THE JOURNAL

Photograph by Mr Marc Richardson
Fashion trends, by their nature, come and go. Some barely make it off the runway (crop tops for men didn’t stand a chance), while others stick around for years (think flares in the 1970s, or Alexander McQueen skull-print scarves in the 2000s). Occasionally, though, a trend comes along and dominates so utterly that it defines an entire era. And when we look back on the menswear trends of the early 2020s, we’ll see Gorpcore at the top.
For those still uninitiated, Gorpcore is a slightly overegged idiom that refers simply to hiking or outdoorsy gear worn in a consciously stylish way (Gorp is an acronym for “good old raisins and peanuts”, the stuff ramblers eat to keep up their energy). From raincoats to shell trousers and fleeces, these are clothes made for enjoying the great outdoors. An almost pathological commitment to practicality is part of the charm, even if the only place you need to be protected from the elements is a lunchtime stroll around the park.
Characterised by an endless excess of pockets, a lot of Gorpcore is crafted from made-up waterproof fabrics with names like NEBULAR-TEX® and festooned with enough carabiners to decorate a Christmas tree at Millets.
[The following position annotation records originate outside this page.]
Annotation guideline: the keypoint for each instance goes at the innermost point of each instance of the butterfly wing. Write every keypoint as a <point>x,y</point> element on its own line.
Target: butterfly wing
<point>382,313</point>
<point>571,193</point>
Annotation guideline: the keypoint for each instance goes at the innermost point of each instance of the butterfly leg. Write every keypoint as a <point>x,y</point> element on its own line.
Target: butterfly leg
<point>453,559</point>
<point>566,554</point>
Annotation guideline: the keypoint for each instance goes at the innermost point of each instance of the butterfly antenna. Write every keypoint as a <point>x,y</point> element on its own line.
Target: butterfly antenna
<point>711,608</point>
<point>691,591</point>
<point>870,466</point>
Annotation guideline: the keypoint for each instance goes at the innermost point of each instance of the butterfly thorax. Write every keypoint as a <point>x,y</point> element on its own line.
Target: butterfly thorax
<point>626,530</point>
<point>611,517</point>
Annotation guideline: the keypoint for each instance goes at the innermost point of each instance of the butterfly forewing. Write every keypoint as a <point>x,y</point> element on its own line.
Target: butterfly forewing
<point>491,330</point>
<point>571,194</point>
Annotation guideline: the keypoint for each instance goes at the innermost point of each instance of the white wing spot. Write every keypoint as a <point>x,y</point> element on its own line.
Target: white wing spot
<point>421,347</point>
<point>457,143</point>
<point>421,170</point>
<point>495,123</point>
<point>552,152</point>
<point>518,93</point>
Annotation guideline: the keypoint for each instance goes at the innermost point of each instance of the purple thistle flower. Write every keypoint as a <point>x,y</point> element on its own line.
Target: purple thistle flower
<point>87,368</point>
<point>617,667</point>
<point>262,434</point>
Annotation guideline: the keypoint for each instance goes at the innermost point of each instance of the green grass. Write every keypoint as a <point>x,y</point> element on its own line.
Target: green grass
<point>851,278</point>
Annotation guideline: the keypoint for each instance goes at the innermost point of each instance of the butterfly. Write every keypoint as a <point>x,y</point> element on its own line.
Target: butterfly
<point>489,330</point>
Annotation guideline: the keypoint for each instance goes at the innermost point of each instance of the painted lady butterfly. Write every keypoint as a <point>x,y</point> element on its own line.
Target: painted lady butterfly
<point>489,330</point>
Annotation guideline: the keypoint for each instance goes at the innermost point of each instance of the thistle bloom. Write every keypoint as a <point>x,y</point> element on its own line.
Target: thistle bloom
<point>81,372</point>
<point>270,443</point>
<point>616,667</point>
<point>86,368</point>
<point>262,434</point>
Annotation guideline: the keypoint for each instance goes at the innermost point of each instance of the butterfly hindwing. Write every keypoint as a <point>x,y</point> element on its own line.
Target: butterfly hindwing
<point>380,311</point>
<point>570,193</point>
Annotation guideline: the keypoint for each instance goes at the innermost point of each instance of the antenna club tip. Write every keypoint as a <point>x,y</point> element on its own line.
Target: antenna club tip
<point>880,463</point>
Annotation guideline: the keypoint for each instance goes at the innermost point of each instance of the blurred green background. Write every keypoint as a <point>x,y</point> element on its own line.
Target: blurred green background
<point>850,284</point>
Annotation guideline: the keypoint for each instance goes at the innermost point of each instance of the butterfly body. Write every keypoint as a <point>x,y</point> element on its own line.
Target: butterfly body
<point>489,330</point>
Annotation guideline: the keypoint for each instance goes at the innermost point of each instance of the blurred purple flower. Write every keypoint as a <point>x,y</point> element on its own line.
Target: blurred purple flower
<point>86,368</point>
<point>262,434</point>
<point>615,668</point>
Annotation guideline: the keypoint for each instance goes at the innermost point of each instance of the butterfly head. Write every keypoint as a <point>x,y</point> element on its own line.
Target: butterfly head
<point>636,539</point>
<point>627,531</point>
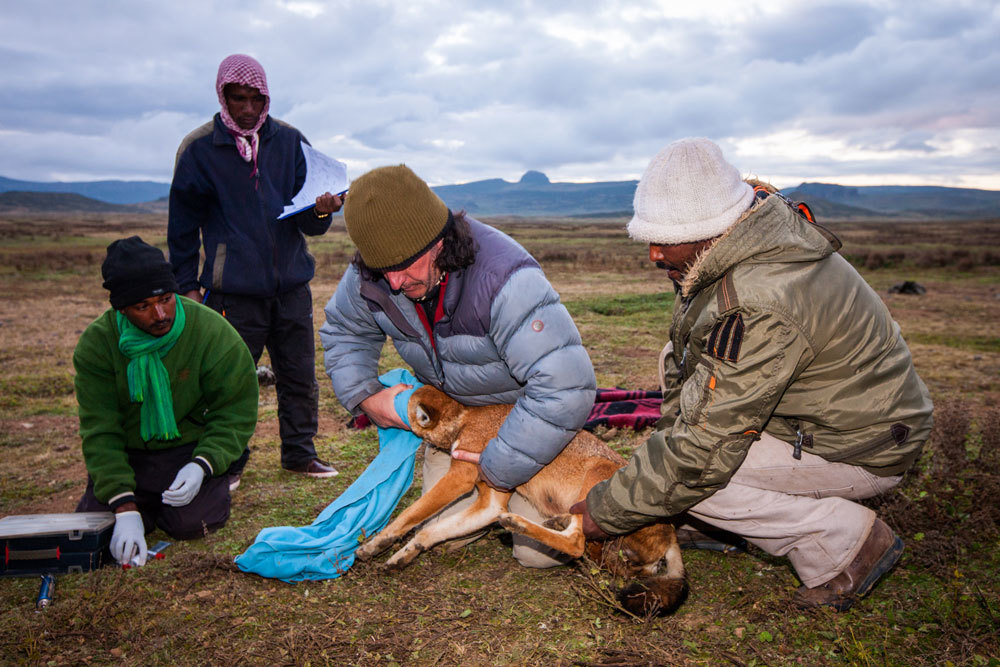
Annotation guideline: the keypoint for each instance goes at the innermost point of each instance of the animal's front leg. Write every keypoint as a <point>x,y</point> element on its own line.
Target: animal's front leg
<point>484,510</point>
<point>569,539</point>
<point>459,480</point>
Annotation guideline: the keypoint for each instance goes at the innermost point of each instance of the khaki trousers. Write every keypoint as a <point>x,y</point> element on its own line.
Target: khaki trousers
<point>527,552</point>
<point>801,509</point>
The term Gorpcore was first coined by New York Magazine’s The Cut back in 2017 and has snowballed since, with the surging popularity of fleeces and Patagonia notable indicators. The mix of practicality, ease and cultural clout that Gorpcore represents means that style-conscious men everywhere have swapped smart shoes and sneakers for durable, mountain-schlepping footwear from brands such as Salomon and The North Face, donning uber-stylish hiking gear from Japanese outdoorsy labels Snow Peak or And Wander.
Its relevance really hit the mainstream, however, with the pandemic. “People felt trapped inside and didn’t have anything to do and so wanted to be outside more,” says Mr Sol Thompson, one half of the influential menswear podcast and meme account Pair Of Kings. He theorises that Gorpcore’s dominance over menswear exploded as a kind of pushback to lockdown. Plus, he says, the clothing lasts a long time and is easy to wear. “It’s not as flashy as a lot of trends, and it’s stuff that’s well-built – it’s not going to degrade if you take decent care of it,” Thompson says. “It’s easy to throw on an Arc’teryx jacket; it always looks great.”
As Gorpcore has proliferated and dominated menswear, it’s transcended the lifespan of an average fashion trend and instead become a kind of cultural phenomenon. At the start of the year, hundreds of people began posting videos to TikTok, showing themselves wearing Arc’teryx jackets in the shower, or waterproof trousers while standing in the sink (often soundtracked by “Arc’teryx”, a song by British rapper YT – “Arc’teryx on me/No we don’t rock no Patagonia/Arc’teryx on me/I could go hiking in Snowdownia”).
“I think irony is going to have a big moment soon. People will be wearing Minecraft T-shirts from 2012, or ‘Eat Sleep Game Repeat’ shirts”
Other memes poking fun at guys wearing £1,000 extreme-weather gear “just to go out in the rain” started to pop up, and Gorpcore has begun to feel as though it’s reached saturation point.
If Gorpcore is at risk of being memed to death, then, what will replace it? For Thompson, the most likely way menswear will go next is not to any one aesthetic, but to an embracing of something altogether more nebulous, like irony. “I genuinely think irony is going to have a big moment soon, like people will be wearing Minecraft T-shirts from 2012 instead, or ‘Eat Sleep Game Repeat’ shirts.”
Another theory is that, sartorially at least, we’ll shrug off our waterproofs and start embracing our inner child instead. According to The Wall Street Journal’s men’s fashion editor Mr Jacob Gallagher, the biggest men’s fashion trend of 2022 will be “dressing like a tween”. The so-called “Kidcore” trend involves expressing yourself as unabashedly as a five-year-old would, with bright colours and fluffy textures. Gallagher wrote that it’s “about revisiting the way you dressed before anyone told you what was cool.”
Indeed, there’s been a sense of childish fun in some of the most notable collections this season. At JW Anderson’s AW22 show, models clutched soft toys on the runway, and wore juvenile colours that were inspired by no higher artistic calling, but simply the joy of “feeling silly”. And you only need scroll through The Elder Statesman page on MR PORTER – populated by cashmere teddy bears and ’shroomed-up psychedelic sweaters – to know that colourfully carefree knitwear is a good way to add some joy to an outfit.
Still, it may not be time to get over Gorpcore completely. Thompson says that although he believes it has reached saturation point and probably won’t last as the dominant trend in menswear, it will certainly continue as a style. “All of these clothes have an actual purpose, so I hope that everyone buying Arc’teryx is going out and trying to enjoy the outdoors at the very least,” Thompson laughs. “Rather than, you know, just showering in it.”